What the publications omitted was the work that the scientists put into the search for clinicians who would conduct clinical trials, the search for pharmaceutical companies that would develop the drug, and the efforts that the lab was investing in producing the materials for the clinical trials. Arnon wrote about these efforts in an article she published in 1996 in a scientific journal, Immunology Letters, addressed to her scientific peers: I recall this time as ‘the peddling period’. I participated in almost any conference, large or small, which dealt with MS. I presented our experimental data, wherever possible I screened the film on the baboon and talked to everyone who was prepared to listen. (Arnon, 1996: 5) We tried to interest various firms in Cop 1. I remember my visits to Johnson and Johnson in New Jersey, and at Upjohn in Kalamazoo, and talking to the Directors of Research, presenting to them our experimental and clinical data. Trying to arouse their interest in Cop 1. To no avail. (Arnon, 1996: 7) Our role in this trial was to supply the needed amounts of Cop 1. … It is a rather complicated procedure which takes at least 2 weeks in addition to the prior synthesis of the monomeric N-carboxyanhydrides. Using laboratory-scale equipment, we could prepare only gram amounts at a time, and this meant that our laboratory was converted into a mini-factory that was constantly busy for those several years with the preparation and testing of Cop 1. … Considering the fact that we were working under research laboratory conditions and scale, it was a major effort for us to cope with the rate of synthesis and did not leave us much time for research. (Arnon, 1996: 6–7)

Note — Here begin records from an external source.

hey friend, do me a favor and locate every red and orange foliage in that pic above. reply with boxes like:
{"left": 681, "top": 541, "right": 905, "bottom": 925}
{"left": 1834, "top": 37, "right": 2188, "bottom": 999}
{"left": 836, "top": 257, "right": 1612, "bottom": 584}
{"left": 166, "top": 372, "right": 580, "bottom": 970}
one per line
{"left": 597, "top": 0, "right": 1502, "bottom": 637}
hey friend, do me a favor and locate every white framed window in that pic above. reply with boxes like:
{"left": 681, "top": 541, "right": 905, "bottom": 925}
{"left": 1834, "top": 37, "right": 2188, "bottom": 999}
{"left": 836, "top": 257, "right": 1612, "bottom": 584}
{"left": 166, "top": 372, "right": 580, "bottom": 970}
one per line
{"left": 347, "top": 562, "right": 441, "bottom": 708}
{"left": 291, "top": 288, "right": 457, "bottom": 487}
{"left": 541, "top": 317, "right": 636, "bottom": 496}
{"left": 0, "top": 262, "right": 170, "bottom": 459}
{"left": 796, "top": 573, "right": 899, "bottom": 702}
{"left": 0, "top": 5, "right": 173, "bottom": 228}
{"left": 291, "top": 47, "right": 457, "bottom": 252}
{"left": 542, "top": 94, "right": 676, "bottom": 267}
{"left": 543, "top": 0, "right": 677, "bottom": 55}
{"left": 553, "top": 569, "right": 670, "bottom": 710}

These efforts were not mentioned in the Institute’s publications in this period or in interviews with the scientists. In later years, after the drug sales began, the quest for doctors who would conduct the clinical trials was mentioned at least twice in the Institute’s publications, 10 and the scientists’ efforts to arouse the interest of pharmaceutical companies were mentioned at least once, in a press interview with Arnon (Ron, 2008). Yet to our knowledge, not a single one of the Institute’s publications has referred to the extensive production work in the scientists’ lab. In today’s ideological climate, such an activity would be referred to as ‘academic entrepreneurship’, a highly-valued principle in the current academic field. However, entrepreneurship was not a value for the Weizmann Institute in the 1970s -1980s, and it seems not to be a value today. As an institute of basic research, the Institute conveys images of scientists holed up in their labs, engaged in curiosity-driven research, and ‘[embarking] daily on fascinating journeys into the unknown, seeking to improve our understanding of nature and our place within it’ (Weizmann Institute, 2015). This image is a far cry from the image of entrepreneurial scientists ‘peddling’ their ideas at medical conferences and in industry conference rooms, or even worse, converting their laboratory into a ‘factory’ for industrial uses.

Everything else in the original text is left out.